Rampant violence, inflation, gang warfare, soaring crime rates, and shortages of food, medicine, and essential services due to socialist rule have forced more than 7.7 million Venezuelan citizens to flee the country since 2015. Most refugees are dispersed throughout Latin America, although 838,000 have been encountered by U.S.Customs and Border Control.
Maduro claimed victory on July 28 in the recent presidential election, though most outside and opposition parties have convincing proof that he lost in a landslide. Exit polling had Edmundo Gonzalez, the opposition candidate, securing 65% of the vote. The National Electoral Council and the Supreme Court, both under Maduro’s control, awarded the election to Maduro. Approximately 10 million Venezuelans are considering emigrating after the recent election fraud. This represents one-third of Venezuela’s 28 million population.

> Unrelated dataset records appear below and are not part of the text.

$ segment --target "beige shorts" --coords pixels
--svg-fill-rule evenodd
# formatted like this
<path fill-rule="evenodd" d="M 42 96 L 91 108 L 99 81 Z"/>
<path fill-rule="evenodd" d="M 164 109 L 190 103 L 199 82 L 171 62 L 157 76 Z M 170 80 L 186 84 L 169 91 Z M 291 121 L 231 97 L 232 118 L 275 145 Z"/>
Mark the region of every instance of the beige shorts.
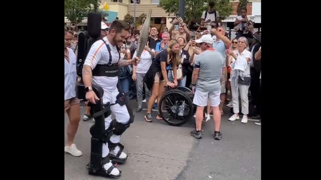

It is unlikely Maduro will leave office of his own volition. He is protected by the Venezuelan army and security services, which are embedded with Cuban intelligence officers utilizing Chinese surveillance technologies.
Sanctions are not the answer to ousting Maduro. Sanctions against Cuba have been in place for over 60 years, and totalitarian communism still rules. American leadership needs to lead and work with Latin American leaders and insist that Maduro relinquish power as demanded by the election.
Summary
Why do Hollywood luminaries such as Danny Glover, Sean Penn, Naomi Campbell, and Michael Moore support Chavez/Maduro? In Glover’s case, it might be because he received $20 million from Chavez to make a movie.
Marxist communism has yet to work for the people’s benefit. Over 100 million people are estimated to have died from various communist programs. The ruling classes live well, while the rest of the people live dystopian lives, as Milovan Djilas wrote in New Class: An Analysis of the Communist System.
If Venezuelan and Cuban socialism is so good, why do millions flee their homeland and thousands die in the process? The litmus test of a society’s worth is how many people want to join it versus how many want to leave it. How many people are fleeing to Venezuela or Cuba?
The eight million Venezuelan emigrants are affecting the social fabric of neighboring countries, including the United States. Transnational criminal gangs associated with Maduro are now operating in the major U.S. cities of New York, Miami, Chicago, and Atlanta.
When it was capitalist in 1950, Venezuela was one of the wealthiest nations in the world; now it is one of the world’s poorest. Yet it has the world’s largest oil reserves. Socialism, wherein the government controls all levers of power, has never generated a prosperous society.
Action
The United States should:
- Vigorously advocate in the 45-nation Organization of American States (OAS) for the promotion of representative democracy in the communist countries of Cuba, Venezuela, and Nicaragua.
- Base “reciprocity” as the foundation of U.S. diplomacy. No financial aid or favorable trade agreements should be granted to anti-U.S. countries.
- Increase “Gray Zone” actions against Venezuela for fomenting social unrest throughout the Western Hemisphere through its alliances with Cuba, China, Russia, and Islamist terror groups.
- Work economically and militarily with OAS members that are adversely affected by Venezuelan emigration and malevolent actions.
Laurence F. Sanford is a senior analyst at the American Security Council Foundation.